Worse, my visit took place against the backdrop of a new report from the House of Commons Library showing the extent of Cameron’s penchant for gesture politics and the absurdity of it. According to the report British taxpayer’s aid money is being used to subsidise the armed forces of foreign powers even whilst Britain’s armed forces are being cut. For example, between 2013 and 2014 Tanzania’s defence spending increased from $300m to $400m following receipt of £224m ($342m) of British taxpayer's money; DRC boosted defence spending from $430m to $460m following receipt of £206m ($314m); Bangladesh increased defence spending from $180m to $196m after receiving £260m ($396m). Ludicrously, India which spent $45 billion on defence in 2014, received some £292m ($445m) of British taxpayer’s money in 2012.
In spite of all that my visit to Colonel Graeme Armour and his team at 1 Assault Group Royal Marines (1 AGRM) was all the more gratifying. Rather than accept the decline implicit in government cuts the Royal Marines have instead championed innovation as a way to maintain their world-renowned reputation for military excellence. Indeed, 1 AGRM’s new base struck me as the very epitome of the radical, elite future British force that London must fashion. First, 1 AGRM is determined to maintain its warfighting edge. Second, 1 AGRM is committed to acting as a core or hub force at the heart of coalitions. Third, 1 AGRM is predicated on deep jointness with the Army, the Royal Air Force and, indeed, across government and the wider civilian sector. Fourth, 1 AGRM is agile enough to look to cheaper civilian solutions when the military bespoke solution is either too expensive or simply unavailable.

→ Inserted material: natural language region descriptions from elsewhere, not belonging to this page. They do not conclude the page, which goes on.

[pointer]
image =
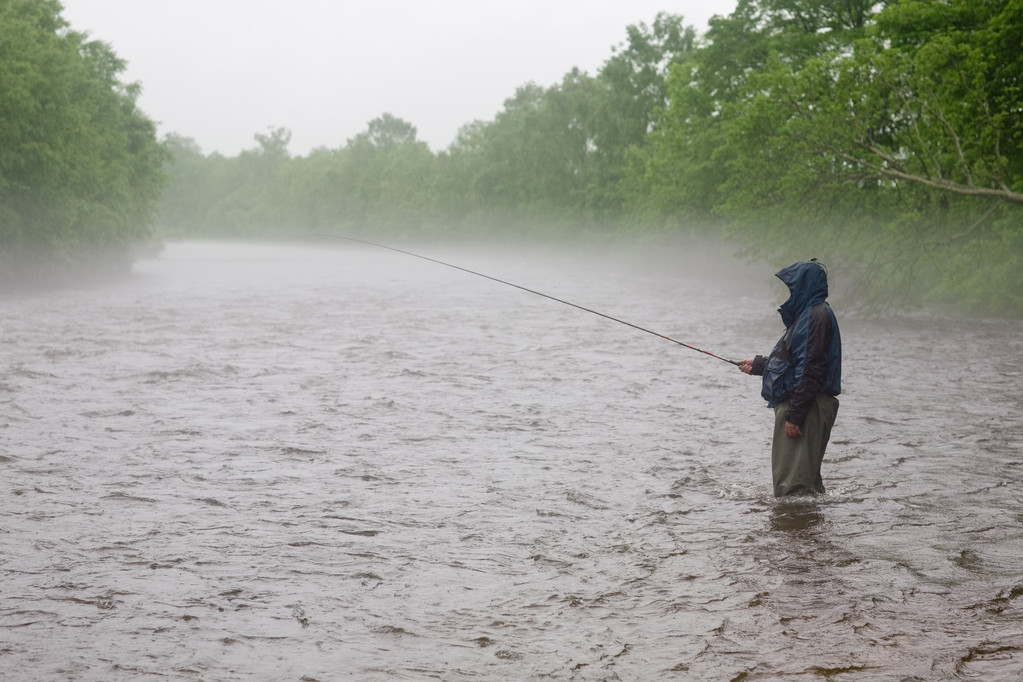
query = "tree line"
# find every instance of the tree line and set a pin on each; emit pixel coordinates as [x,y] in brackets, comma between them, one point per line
[81,169]
[882,137]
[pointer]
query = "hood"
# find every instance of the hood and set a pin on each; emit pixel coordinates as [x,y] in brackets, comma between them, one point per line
[807,282]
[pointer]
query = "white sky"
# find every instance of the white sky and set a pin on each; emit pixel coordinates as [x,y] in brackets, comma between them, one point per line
[221,71]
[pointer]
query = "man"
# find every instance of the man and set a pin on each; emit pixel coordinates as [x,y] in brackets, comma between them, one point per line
[801,378]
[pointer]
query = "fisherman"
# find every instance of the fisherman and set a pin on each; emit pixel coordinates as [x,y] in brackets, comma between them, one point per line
[801,378]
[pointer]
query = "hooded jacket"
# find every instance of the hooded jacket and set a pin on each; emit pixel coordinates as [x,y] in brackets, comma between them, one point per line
[807,360]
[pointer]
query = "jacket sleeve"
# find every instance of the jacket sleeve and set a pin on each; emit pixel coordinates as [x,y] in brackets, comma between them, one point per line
[814,367]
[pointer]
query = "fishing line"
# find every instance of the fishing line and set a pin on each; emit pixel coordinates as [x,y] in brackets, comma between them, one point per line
[524,288]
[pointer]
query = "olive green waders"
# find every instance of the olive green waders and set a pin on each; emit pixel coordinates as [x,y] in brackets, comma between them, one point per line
[796,461]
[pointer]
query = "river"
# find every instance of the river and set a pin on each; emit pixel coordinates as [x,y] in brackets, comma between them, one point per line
[329,461]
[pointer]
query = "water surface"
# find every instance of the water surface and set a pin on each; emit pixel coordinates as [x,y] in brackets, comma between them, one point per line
[264,461]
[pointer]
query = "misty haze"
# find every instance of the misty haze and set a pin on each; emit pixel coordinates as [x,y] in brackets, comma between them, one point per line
[380,408]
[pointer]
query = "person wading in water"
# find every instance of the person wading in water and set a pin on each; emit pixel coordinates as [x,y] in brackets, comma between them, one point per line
[801,378]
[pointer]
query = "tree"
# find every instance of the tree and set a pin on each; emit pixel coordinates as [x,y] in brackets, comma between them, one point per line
[901,155]
[80,166]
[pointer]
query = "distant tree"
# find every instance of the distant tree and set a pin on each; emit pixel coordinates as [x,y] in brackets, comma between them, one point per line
[80,166]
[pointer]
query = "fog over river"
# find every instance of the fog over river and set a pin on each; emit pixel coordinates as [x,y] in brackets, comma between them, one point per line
[329,461]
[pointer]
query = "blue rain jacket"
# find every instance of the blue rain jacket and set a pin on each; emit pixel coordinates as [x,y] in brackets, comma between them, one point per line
[807,360]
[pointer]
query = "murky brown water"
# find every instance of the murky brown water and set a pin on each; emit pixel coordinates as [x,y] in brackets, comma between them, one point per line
[328,462]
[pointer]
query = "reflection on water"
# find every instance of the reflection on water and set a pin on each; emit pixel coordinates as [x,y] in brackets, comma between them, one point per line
[800,517]
[281,462]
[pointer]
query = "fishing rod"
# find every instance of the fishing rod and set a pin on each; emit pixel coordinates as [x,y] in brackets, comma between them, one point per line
[524,288]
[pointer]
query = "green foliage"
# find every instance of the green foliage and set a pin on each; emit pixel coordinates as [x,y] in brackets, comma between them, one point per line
[882,136]
[80,167]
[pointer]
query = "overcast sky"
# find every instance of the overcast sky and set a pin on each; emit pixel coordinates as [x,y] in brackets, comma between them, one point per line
[221,71]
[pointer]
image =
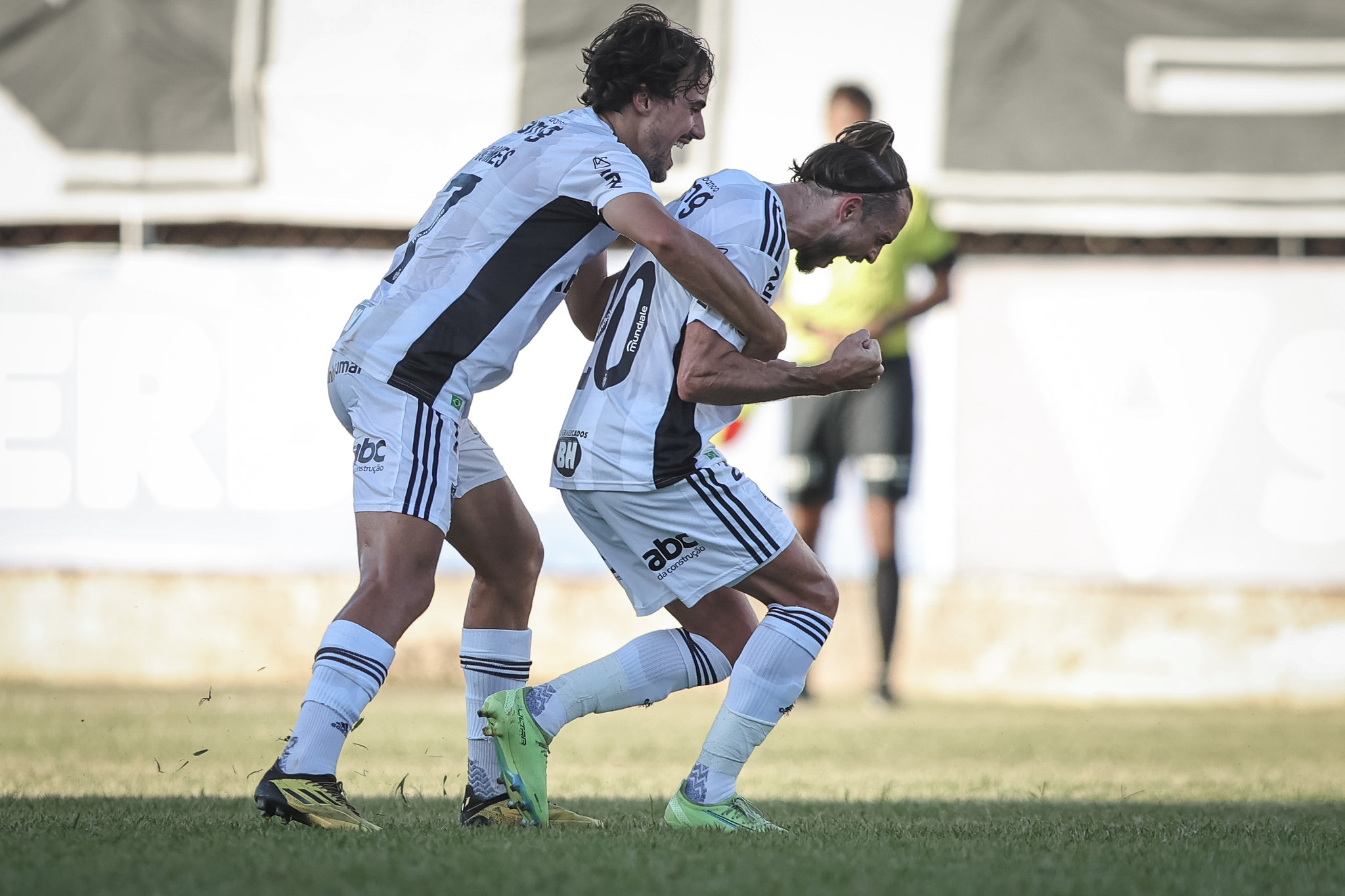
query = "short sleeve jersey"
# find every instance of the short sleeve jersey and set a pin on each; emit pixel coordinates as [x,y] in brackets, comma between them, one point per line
[627,429]
[845,297]
[491,259]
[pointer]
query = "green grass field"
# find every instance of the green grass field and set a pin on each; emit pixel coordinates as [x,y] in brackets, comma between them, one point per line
[106,792]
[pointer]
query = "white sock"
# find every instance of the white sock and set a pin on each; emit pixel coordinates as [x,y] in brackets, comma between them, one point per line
[767,679]
[640,673]
[493,660]
[349,670]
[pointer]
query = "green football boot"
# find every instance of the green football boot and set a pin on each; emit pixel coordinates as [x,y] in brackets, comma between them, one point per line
[521,747]
[734,813]
[498,812]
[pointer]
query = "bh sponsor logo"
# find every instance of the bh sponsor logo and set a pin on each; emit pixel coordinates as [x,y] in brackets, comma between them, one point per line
[671,553]
[568,454]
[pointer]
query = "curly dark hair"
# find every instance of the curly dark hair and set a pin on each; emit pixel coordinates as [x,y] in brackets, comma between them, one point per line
[643,50]
[860,161]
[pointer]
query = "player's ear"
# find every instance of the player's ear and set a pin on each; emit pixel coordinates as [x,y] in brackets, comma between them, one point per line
[642,101]
[852,209]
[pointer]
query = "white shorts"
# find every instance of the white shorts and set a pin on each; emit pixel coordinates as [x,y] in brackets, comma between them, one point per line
[409,458]
[678,543]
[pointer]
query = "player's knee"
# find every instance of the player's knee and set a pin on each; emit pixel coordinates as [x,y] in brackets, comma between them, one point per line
[409,591]
[821,597]
[513,568]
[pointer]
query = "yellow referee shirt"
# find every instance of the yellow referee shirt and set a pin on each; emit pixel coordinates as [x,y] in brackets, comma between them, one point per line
[845,297]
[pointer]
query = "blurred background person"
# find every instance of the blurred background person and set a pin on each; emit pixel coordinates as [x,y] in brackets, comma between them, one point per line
[876,429]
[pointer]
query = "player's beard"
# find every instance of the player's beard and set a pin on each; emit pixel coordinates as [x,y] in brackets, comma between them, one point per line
[820,254]
[659,167]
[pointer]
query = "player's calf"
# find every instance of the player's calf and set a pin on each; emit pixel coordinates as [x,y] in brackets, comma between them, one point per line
[768,677]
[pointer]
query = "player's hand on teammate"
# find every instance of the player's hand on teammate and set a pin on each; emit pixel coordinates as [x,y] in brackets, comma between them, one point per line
[856,363]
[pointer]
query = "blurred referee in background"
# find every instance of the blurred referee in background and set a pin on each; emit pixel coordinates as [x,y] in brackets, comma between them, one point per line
[875,427]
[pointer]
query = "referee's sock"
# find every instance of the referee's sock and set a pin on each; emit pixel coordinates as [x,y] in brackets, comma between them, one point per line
[888,586]
[767,680]
[640,673]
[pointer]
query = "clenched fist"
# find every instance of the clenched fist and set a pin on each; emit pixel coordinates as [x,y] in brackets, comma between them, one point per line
[856,363]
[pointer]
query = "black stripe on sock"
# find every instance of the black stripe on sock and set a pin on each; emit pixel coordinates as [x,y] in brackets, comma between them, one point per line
[798,625]
[514,666]
[353,666]
[692,480]
[705,657]
[374,664]
[808,621]
[695,656]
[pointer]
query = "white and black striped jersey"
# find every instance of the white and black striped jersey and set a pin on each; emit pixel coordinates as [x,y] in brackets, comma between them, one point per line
[491,259]
[627,429]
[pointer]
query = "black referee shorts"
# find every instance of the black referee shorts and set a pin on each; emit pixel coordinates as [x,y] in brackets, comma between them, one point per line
[876,427]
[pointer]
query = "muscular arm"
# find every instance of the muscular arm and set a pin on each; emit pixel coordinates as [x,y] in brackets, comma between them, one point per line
[701,269]
[588,293]
[713,372]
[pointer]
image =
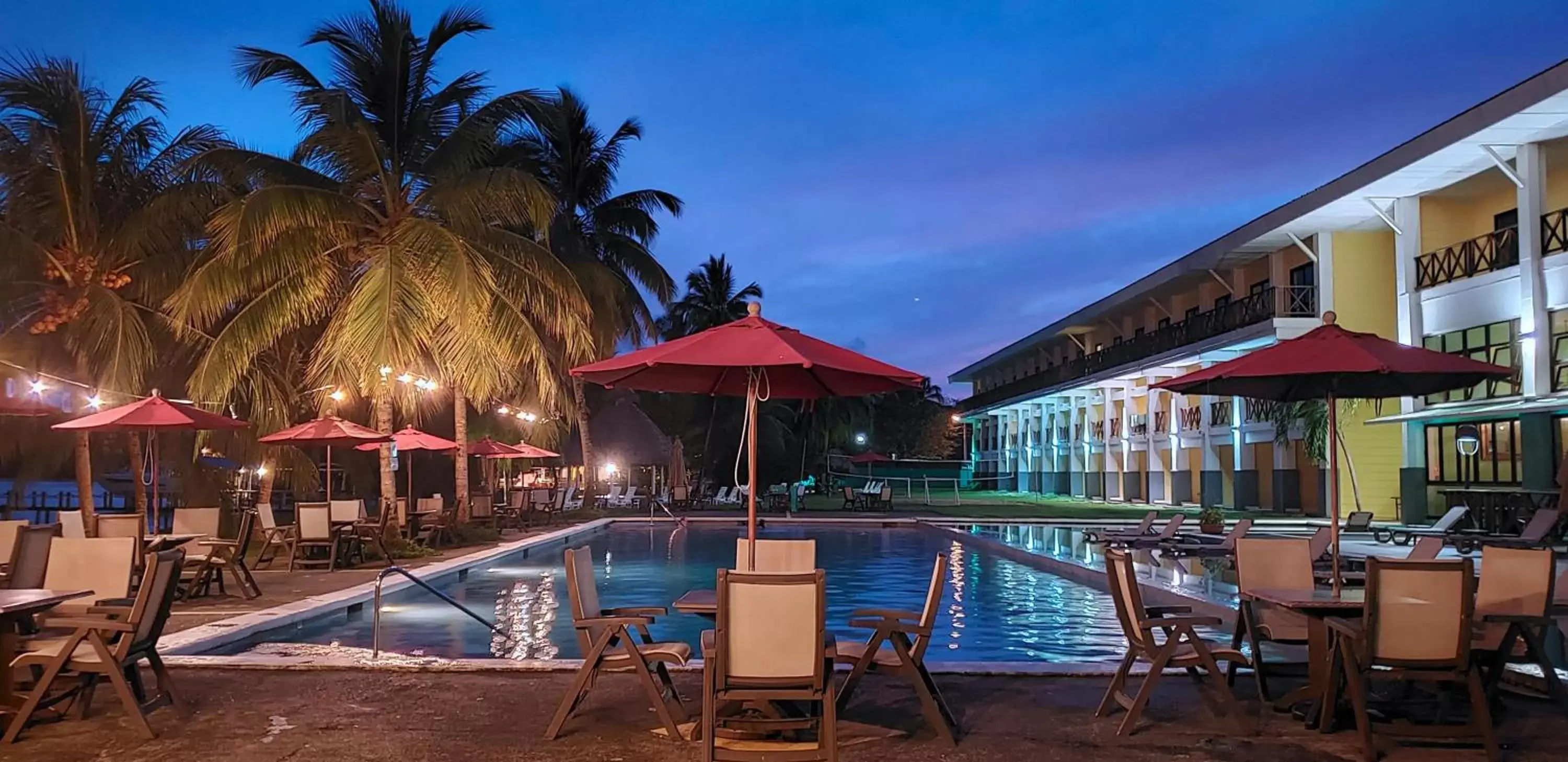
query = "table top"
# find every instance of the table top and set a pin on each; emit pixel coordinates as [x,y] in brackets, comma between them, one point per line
[32,601]
[1311,599]
[698,603]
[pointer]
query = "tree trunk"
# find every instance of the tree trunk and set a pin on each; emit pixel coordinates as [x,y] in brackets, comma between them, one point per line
[85,483]
[385,425]
[139,491]
[264,490]
[460,422]
[590,474]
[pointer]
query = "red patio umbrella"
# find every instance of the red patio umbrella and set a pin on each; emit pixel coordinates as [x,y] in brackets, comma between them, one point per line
[750,358]
[151,414]
[330,432]
[410,438]
[1330,363]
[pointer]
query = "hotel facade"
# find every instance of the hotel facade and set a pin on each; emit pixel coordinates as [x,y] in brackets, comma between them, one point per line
[1456,240]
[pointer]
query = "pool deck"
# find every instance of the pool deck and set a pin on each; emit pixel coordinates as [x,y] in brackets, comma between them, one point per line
[377,717]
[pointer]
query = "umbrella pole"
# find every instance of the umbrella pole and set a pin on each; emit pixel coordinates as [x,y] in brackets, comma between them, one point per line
[1333,488]
[752,474]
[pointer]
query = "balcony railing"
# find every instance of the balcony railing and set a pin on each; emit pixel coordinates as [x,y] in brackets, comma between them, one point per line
[1468,259]
[1255,308]
[1554,231]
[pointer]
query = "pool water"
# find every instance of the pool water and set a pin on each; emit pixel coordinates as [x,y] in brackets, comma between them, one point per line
[991,610]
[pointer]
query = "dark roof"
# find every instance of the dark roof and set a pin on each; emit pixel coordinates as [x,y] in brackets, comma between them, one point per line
[621,433]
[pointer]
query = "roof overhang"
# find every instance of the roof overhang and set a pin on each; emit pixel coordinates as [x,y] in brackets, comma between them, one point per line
[1531,112]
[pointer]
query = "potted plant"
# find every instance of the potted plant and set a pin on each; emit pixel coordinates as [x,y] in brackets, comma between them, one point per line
[1211,521]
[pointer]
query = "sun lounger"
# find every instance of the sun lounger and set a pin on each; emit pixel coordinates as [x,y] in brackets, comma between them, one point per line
[107,646]
[1180,648]
[897,645]
[769,645]
[607,645]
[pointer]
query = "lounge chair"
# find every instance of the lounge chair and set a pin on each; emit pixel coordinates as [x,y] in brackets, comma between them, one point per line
[30,559]
[1416,628]
[275,537]
[1446,526]
[71,526]
[1181,648]
[314,530]
[1167,534]
[604,636]
[218,556]
[1269,563]
[1512,603]
[1184,548]
[897,645]
[1540,532]
[1120,534]
[778,556]
[109,645]
[770,643]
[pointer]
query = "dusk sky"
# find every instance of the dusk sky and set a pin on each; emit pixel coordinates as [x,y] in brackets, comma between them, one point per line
[919,181]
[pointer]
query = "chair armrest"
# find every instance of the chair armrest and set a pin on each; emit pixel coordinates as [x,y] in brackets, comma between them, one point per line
[610,621]
[1347,628]
[885,614]
[1180,621]
[93,625]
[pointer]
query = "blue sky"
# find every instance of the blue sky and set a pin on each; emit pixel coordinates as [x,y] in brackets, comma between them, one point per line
[921,181]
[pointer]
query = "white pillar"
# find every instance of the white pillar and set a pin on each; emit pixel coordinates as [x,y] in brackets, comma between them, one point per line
[1534,327]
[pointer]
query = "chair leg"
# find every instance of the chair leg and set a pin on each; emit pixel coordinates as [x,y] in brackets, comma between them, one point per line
[1358,698]
[1481,714]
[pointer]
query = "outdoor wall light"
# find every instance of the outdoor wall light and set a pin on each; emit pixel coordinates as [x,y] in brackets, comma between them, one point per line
[1468,440]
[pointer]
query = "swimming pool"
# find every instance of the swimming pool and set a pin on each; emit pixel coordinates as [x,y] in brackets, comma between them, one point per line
[993,609]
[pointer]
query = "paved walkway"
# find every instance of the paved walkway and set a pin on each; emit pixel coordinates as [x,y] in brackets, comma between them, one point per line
[378,717]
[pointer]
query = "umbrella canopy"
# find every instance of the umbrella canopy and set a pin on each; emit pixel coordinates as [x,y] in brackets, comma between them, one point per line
[410,438]
[1330,361]
[151,413]
[331,432]
[719,361]
[750,358]
[493,449]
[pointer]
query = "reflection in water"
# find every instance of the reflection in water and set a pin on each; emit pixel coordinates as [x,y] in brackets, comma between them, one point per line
[526,614]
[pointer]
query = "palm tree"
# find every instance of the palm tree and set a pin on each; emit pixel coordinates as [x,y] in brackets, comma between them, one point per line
[711,300]
[603,236]
[393,228]
[98,217]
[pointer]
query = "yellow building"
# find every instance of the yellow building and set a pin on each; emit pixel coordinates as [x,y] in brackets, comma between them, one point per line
[1424,245]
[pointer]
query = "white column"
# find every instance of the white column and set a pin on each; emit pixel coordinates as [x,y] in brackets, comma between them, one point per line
[1534,328]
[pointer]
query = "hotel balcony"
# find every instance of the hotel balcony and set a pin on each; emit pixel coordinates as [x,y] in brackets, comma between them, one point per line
[1278,302]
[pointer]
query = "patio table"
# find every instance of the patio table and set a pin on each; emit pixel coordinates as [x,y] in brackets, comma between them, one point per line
[1316,606]
[18,606]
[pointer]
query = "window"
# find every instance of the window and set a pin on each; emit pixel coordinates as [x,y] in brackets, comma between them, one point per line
[1495,463]
[1493,342]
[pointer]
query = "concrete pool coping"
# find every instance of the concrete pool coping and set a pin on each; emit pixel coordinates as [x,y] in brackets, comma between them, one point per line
[189,648]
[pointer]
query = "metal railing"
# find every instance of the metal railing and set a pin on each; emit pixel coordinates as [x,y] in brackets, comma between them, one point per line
[1481,255]
[1250,309]
[375,615]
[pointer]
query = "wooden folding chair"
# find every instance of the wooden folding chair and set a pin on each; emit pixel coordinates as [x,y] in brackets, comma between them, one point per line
[778,556]
[109,645]
[770,645]
[1269,563]
[897,645]
[1512,603]
[275,537]
[1416,628]
[1181,648]
[220,556]
[606,640]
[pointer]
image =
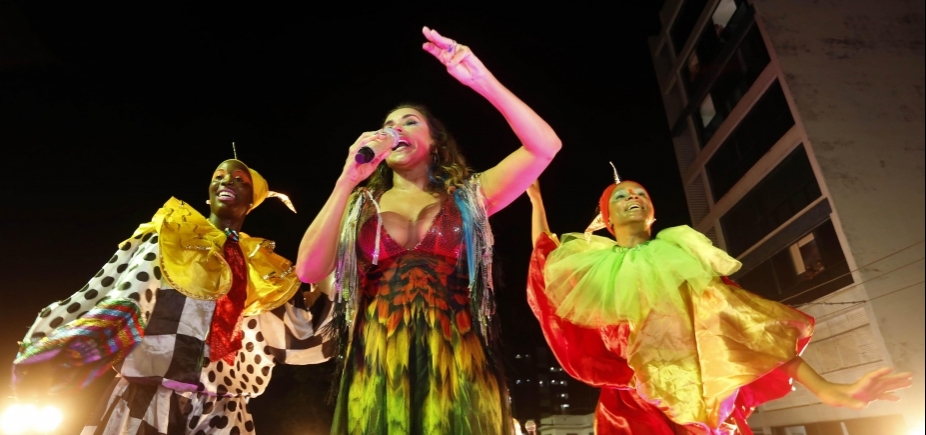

Future conflict will either involve large, clunky state forces with immense destructive power or small, fanatical, non-state forces with possible access to immense destructive power. Therefore, the ability of agile, state forces to interdict and disrupt danger will be at a premium. That is precisely the purpose of 1 AGRM and the wider Royal Marines. Indeed, the Royal Marines are living proof that as London abandons mass in favour of elite manoeuvre by investing in Special Forces and specialised forces Britain can continue to ‘punch above its military weight’.
Such a vision implies an intelligent defence strategy that enshrines at its heart the concept of a British force able to act as an intelligent, command hub. Such a role will be vital not just for Britain but also for the NATO alliance and indeed coalitions of allies and partners the world over. However, if such a vision is to be realised London must abandon its short-termist tendency to use a small force as if it is still a big one. London continually hives off officers for this mission or that in support of Cameron’s gesture politics in place of sound strategy. Consequently, all-important training and exercising are constantly being undermined.
On Thursday I witnessed a real effort to create a new thinking British force that is both agile and smart – a kind of military Turing Machine that whilst small is able to operate within and across the seven domains of future conflict – air, sea, land, space, cyber, information and knowledge. The Royal Marines are 351 years old this year. Far from being a legacy force the Royal Marines are very much a force for the future. My sincere hope is that those responsible in London can peer beyond the intellectual trenches of their strategic illiteracy and recognise just what a vital role the Royal Marines and indeed all of Britain’s future force must and can play in what is fast becoming a very dangerous world. A big, dangerous world that needs a big-thinking Britain, not Little Britain.
The motto of the Royal Marines is Per Mare, Per Terram – by sea, by land. Let me paraphrase that – by sea, by land…and everywhere in between and beyond. Her Majesty’s Royal Marines – making Britain disengagement proof!